First Contact Resolution (FCR)
FCR is one of the most critical metrics in every contact center. That won’t change with AI agents. Because their purpose is to resolve customer issues, FCR will be a much more important KPI than containment.
Escalation rate
Even with a highly capable AI agent, some interactions will still be escalated to a human to resolve. In fact, for some use cases, you might anticipate that a significant percentage of interactions will require a handoff to a human. In those cases, if your AI agent is saving the human agent time by gathering information and performing tasks that lay the groundwork for resolution, it’s still improving operational efficiency. So, you’ll want to consider escalation rates carefully for each use case. Every escalation isn’t a failure.
Labor hours saved
This one is a new metric that will be critical in evaluating the impact of your AI agent, not just with the initial deployment, but every time you launch a new use case. If you switched your AI agent off, how many more labor hours would you need to handle your interaction volume?

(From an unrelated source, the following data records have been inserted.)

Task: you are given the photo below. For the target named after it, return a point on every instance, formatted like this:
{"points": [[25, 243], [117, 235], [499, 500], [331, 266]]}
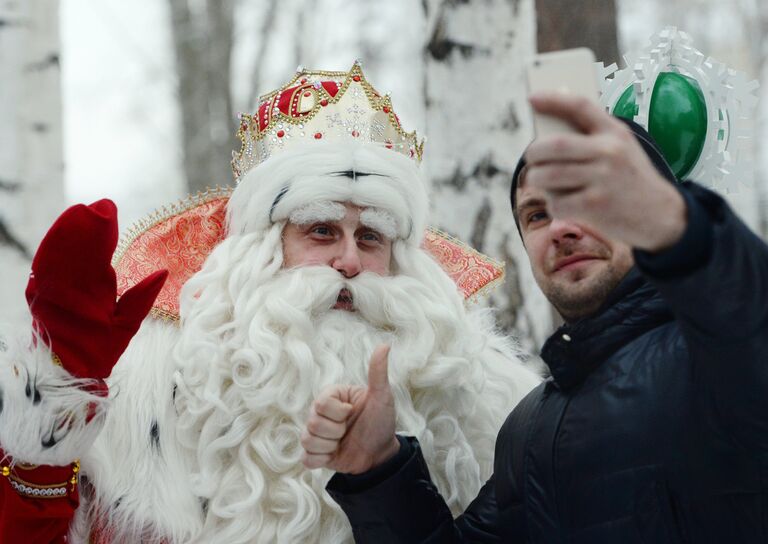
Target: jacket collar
{"points": [[576, 349]]}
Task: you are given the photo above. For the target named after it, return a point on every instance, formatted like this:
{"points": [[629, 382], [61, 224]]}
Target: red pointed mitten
{"points": [[72, 292]]}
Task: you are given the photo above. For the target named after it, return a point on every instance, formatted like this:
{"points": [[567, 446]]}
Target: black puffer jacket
{"points": [[653, 428]]}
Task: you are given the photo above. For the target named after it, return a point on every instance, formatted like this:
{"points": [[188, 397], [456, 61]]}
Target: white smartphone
{"points": [[570, 71]]}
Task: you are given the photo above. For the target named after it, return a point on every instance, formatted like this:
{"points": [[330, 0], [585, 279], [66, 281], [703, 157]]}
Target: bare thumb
{"points": [[378, 379]]}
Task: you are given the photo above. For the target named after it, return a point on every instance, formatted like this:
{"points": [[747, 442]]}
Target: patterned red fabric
{"points": [[471, 271], [72, 292], [181, 242]]}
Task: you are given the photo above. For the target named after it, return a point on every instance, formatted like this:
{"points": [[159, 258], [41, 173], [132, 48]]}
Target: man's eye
{"points": [[537, 216], [321, 230]]}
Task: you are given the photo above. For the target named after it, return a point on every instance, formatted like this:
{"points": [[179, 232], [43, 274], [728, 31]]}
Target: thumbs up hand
{"points": [[351, 428]]}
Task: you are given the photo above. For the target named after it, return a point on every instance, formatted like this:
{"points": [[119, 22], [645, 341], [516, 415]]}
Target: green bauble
{"points": [[677, 119]]}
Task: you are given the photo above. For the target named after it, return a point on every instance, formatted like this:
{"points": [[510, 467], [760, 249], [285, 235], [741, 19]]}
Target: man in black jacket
{"points": [[654, 425]]}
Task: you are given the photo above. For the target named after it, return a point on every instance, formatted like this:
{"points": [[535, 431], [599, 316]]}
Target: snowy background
{"points": [[122, 117]]}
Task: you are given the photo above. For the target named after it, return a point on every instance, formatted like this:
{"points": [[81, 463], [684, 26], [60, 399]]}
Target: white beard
{"points": [[258, 344]]}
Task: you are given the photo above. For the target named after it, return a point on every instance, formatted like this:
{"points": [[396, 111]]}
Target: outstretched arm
{"points": [[710, 268]]}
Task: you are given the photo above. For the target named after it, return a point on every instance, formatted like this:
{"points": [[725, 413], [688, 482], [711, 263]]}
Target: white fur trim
{"points": [[379, 220], [140, 476], [44, 408], [306, 174]]}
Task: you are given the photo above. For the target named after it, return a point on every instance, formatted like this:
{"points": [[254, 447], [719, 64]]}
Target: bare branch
{"points": [[7, 238]]}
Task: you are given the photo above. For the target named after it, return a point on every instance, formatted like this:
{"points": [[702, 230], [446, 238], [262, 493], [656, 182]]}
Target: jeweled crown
{"points": [[318, 106]]}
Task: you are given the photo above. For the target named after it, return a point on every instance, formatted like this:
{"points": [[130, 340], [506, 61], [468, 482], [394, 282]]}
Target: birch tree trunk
{"points": [[478, 123], [564, 24], [31, 187], [203, 45]]}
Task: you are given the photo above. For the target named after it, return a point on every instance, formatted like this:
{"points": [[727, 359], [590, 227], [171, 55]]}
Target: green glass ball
{"points": [[677, 119]]}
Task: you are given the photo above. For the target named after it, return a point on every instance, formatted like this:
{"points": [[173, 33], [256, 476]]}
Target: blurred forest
{"points": [[137, 101]]}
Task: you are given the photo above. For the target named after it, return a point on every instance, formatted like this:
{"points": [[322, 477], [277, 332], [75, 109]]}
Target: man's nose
{"points": [[347, 260], [562, 229]]}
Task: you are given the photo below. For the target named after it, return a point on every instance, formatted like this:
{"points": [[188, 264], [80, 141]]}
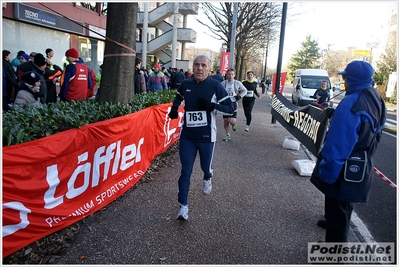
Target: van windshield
{"points": [[314, 82]]}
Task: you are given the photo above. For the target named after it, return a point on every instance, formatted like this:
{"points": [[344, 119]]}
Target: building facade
{"points": [[34, 27]]}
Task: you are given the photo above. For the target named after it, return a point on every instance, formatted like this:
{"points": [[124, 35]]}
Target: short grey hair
{"points": [[203, 56]]}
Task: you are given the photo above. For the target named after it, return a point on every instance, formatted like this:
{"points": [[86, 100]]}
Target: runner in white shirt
{"points": [[236, 90]]}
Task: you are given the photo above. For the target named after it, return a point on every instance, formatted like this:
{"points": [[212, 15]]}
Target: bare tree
{"points": [[117, 83], [257, 24]]}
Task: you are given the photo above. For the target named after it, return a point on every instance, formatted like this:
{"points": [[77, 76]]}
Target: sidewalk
{"points": [[260, 211]]}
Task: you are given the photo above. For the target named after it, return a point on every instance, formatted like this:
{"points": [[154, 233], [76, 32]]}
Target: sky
{"points": [[340, 24]]}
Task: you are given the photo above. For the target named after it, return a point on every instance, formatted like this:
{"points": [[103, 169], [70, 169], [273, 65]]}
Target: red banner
{"points": [[53, 182], [283, 76], [224, 62]]}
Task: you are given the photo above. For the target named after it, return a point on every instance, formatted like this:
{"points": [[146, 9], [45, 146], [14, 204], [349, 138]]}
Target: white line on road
{"points": [[361, 229]]}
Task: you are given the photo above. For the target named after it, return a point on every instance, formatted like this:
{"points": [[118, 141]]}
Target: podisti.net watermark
{"points": [[351, 252]]}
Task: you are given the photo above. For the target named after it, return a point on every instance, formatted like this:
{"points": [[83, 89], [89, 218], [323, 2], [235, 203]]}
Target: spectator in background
{"points": [[17, 60], [93, 77], [146, 75], [28, 93], [218, 76], [98, 76], [23, 58], [49, 55], [77, 80], [156, 80], [11, 77], [6, 106], [32, 56], [344, 167], [235, 90], [179, 78], [139, 79], [38, 65], [167, 76], [52, 75]]}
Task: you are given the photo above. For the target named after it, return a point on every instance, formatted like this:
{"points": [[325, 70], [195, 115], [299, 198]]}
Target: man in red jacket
{"points": [[77, 80]]}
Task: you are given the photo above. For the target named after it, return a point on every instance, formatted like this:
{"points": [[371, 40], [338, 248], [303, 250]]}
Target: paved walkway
{"points": [[260, 211]]}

If your AI agent is simply taking over the load from your IVR and traditional bots, or only handling simple inquiries that don’t use up much labor, it’s not delivering the savings you’re looking for.
Human in the loop
Human in the loop refers to the inclusion of human judgment and input to improve AI performance. What that human involvement looks like varies substantially from one AI agent solution to the next. For some, human involvement occurs only during training and testing. Humans monitor every action and response to provide feedback and redirection to the AI agent and to inform performance improvement. In those cases, once you’ve launched your AI agent, humans become nothing more than an escalation point, just as they are with traditional bots.
ASAPP takes a different approach. GenerativeAgent® includes a Human-in-the-Loop Agent (HILATM) workflow that enables real-time human-AI collaboration. In this model, the AI agent can consult a human any time it hits a roadblock to ask for guidance, information, or approval. Once it gets what it needs, it continues resolving the customer’s issue on its own, without handing off the interaction to a human.